GETTING HOME (CHINA)

Director Zhang Yang's Shower (2000), about the owners and patrons of a traditional bathhouse set for demolition, became one of the most widely distributed Chinese films. His success continued with Quitting and the highly ambitious family saga Sunflower. Yang's central theme is the clash between rural and urban, tradition and modernity. That main concern remains evident in his latest, Getting Home, although Yang seems here to be more consciously aiming to please the general public, with mixed results.

Zhao and Liu have, like millions of rural Chinese, emigrated to the city in search of employment. They have worked together as construction workers for four years and become best friends. We meet them towards the end of a drinking binge, when the slight and short Liu seems to have passed out. The corpulent Zhao carries his buddy on his back and boards a bus. He has realized before we do that Liu is dead and that he must, as promised, take him to his faraway town to be properly buried. The trip will be rich in incident and adventure, comedy and tragedy, as Zhao is determined to fulfill his commitment to bring Liu's corpse to his relatives_the film's Chinese title is based on the proverb: "A fallen leaf returns to its roots". Along the way, Zhao will meet some who will ease his burden and help him get closer to his destination, and others who will do the opposite. What emerges is a reasonably varied portrait of contemporary China.
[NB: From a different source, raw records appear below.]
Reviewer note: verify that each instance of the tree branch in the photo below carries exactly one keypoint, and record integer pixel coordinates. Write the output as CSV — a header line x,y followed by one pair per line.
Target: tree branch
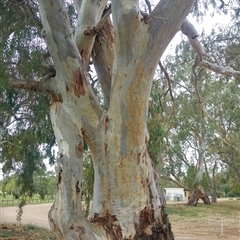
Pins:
x,y
89,16
163,23
189,30
44,84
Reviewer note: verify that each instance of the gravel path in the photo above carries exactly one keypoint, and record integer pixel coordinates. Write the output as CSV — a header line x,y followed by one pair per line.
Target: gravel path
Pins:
x,y
37,214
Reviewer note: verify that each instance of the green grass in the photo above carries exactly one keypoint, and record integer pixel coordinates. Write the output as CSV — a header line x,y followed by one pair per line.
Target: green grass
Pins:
x,y
226,208
4,233
9,201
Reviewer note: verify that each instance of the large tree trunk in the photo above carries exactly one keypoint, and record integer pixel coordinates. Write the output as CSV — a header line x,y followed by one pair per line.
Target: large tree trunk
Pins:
x,y
126,203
Almost by definition, road movies like Getting Home are episodic. It's a bit of a disappointment how some very effective sequences are surrounded by others that succumb to excess. A lot of genuinely funny bits are generated by the various ways Zhao attempts to transport the corpse, including placing it inside a huge tractor tire. Yang ridicuously elongates the scene as if wanting to exhaust the comic potential of a man rolling inside the tire. A chapter involving a rich but pathetically lonely man who hires mourners to stage his own funeral is both hilarious and moving. One featuring a hysterical, heartbroken truck driver verges into schmaltz. Zhao's encounters with a homeless woman who earns a living by selling her blood, and a family of urban exiles turned beekeepers are very successful. Another involving a gang of repentant thugs requires too much suspension of disbelief.

Getting Home is wildly inconsistent. What smooths the ride through the rough spots is the winning performance by the enormously sympathetic Zhao Bensham, a stage comedian seen previously in Zhang Yimou's Happy Times. May we see more from him soon.